There’s a dirty secret about the chocolate industry: it profits from child labor and enslavement. The Supreme Court just made it harder for six abused laborers to seek redress.

Chocolate bars. They evoke happiness and the sweet pleasures of childhood. Which made for bitter irony when the Supreme Court declined to hold chocolate makers accountable for their links to child and slave labor.

Many cocoa farmers in West Africa—source of around 70% of the world’s cocoa—engage in human trafficking and child labor, including child slavery. Consumers may not be aware, but no one familiar with the industry disputes it. A key driver is that cocoa prices do not cover the cost of production—and no wonder: farmers only earn 6.6 percent of the price of a chocolate bar and many are themselves living in poverty.

Nestlé USA and Cargill—the defendants in the case that went before the Supreme Court—use terms like “unacceptable,” “egregious,” and “heartbreaking” to describe the cruel labor practices, yet they have failed to use their economic might to end them or even root them out of their own supply chains.

When six Malians brought suit against the two corporations in 2005, alleging they had been enslaved as children to work in the cocoa plantations, they described working long hours without pay, suffering hunger, hazardous working conditions, and brutal beatings. They claimed that the companies—while not owning or operating the plantations where they worked—had knowingly aided and abetted human-rights abuses by providing slave-holding farmers with tools and technical and financial resources, and by purchasing their produce.

They based their suit on the Alien Tort Statute (ATS), which allows foreigners to bring lawsuits in US courts for violations of international law. At issue from the outset has been whether or not that statute applies in this case; in other words, rather than acknowledge and legally address their role in driving child slavery, the companies argued that there should be no liability for US companies whose practices contribute to human-rights abuses.

The companies won the battle but not the wider war they were waging: the court deemed the connection between these particular companies and these particular laborers too tenuous, but it affirmed that companies can still be held liable for such abuses under the ATS statute. However, by establishing a high bar for eligibility, the Supreme Court decision signals that people who have suffered human rights abuses will find it harder than ever to seek remedies for US corporate misdeeds through the ATS.

The Supreme Court decision coincides with the 10th anniversary of the UN Guiding Principles on Business and Human Rights—a framework that lays out the duty of states to protect human rights, the responsibility of businesses to respect those rights, and the access to remedy to which victims of business-related abuses have a right. The third element of the framework—access to remedy—has been dubbed the “lost pillar,” as targets of business-related abuses around the world struggle to find redress.

In an Orwellian feat of doublespeak, Nestlé and Cargill have committed to the Guiding Principles yet have filed briefs arguing that allowing lawsuits such as this one could damage American competitiveness.

In the story of chocolate, the echoes of colonialism are unmistakable.

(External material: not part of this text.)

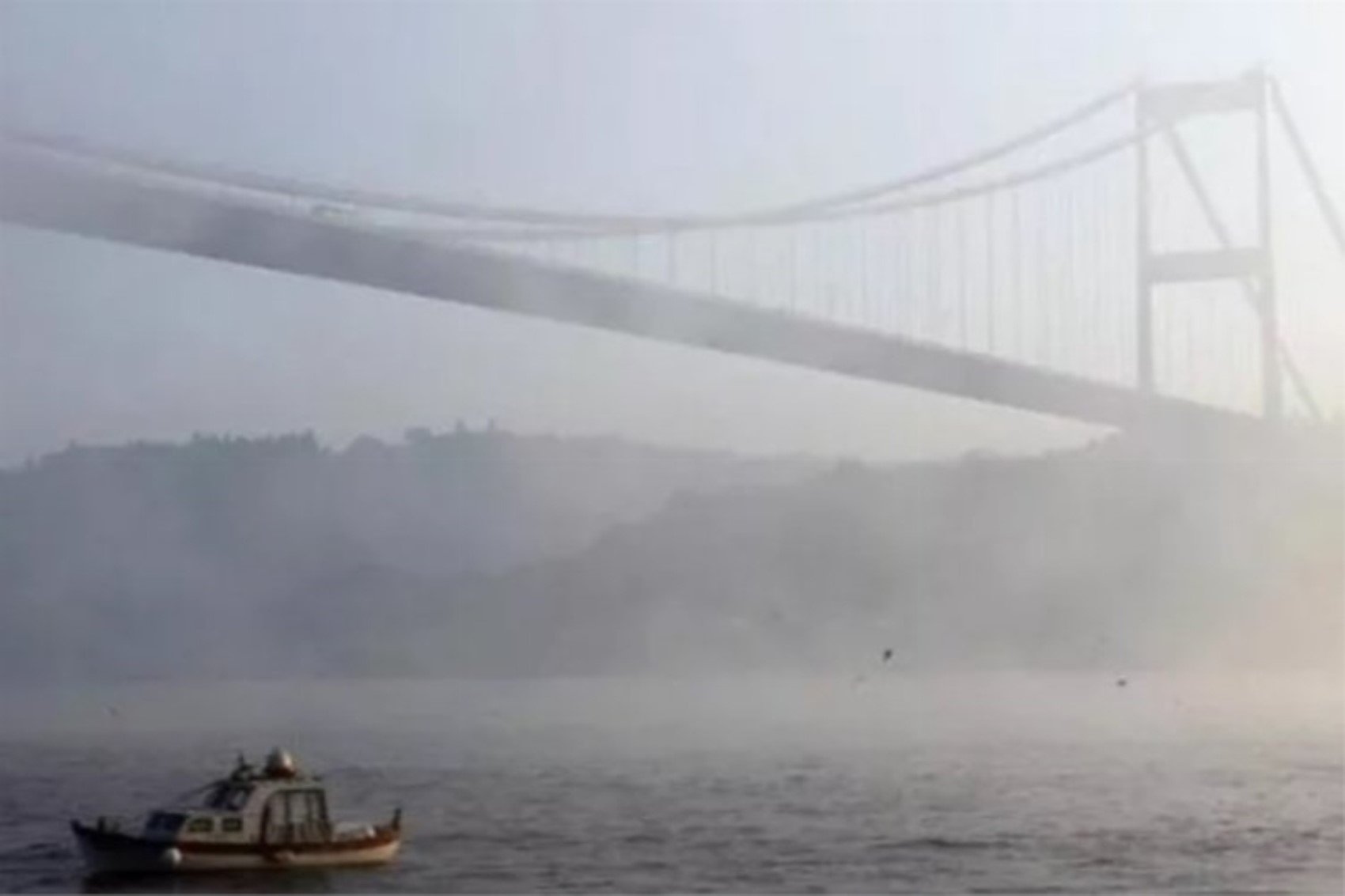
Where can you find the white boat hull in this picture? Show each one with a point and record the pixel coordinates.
(116, 853)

The companies involved try to project modern-day sensibilities with slick publications about their dedication to combatting child labor, but the trafficked, enslaved children that harvest the cocoa beans for their chocolate bars might as well be living two centuries ago. Is this the “American competitiveness” that corporations should be fighting for and our highest court defending?

The Malians will get a chance to strengthen their case and put it forward again, but the question remains: why are companies that agreed on the principle of remedies fighting so hard to stop remedy-seekers in their tracks?

Corporations need to acknowledge the harms they’ve caused, take action to fix them, and commit to trading practices that enable cocoa farmers to achieve a living income.

Only then can we hope for an end to labor practices that risk and ruin the lives of children.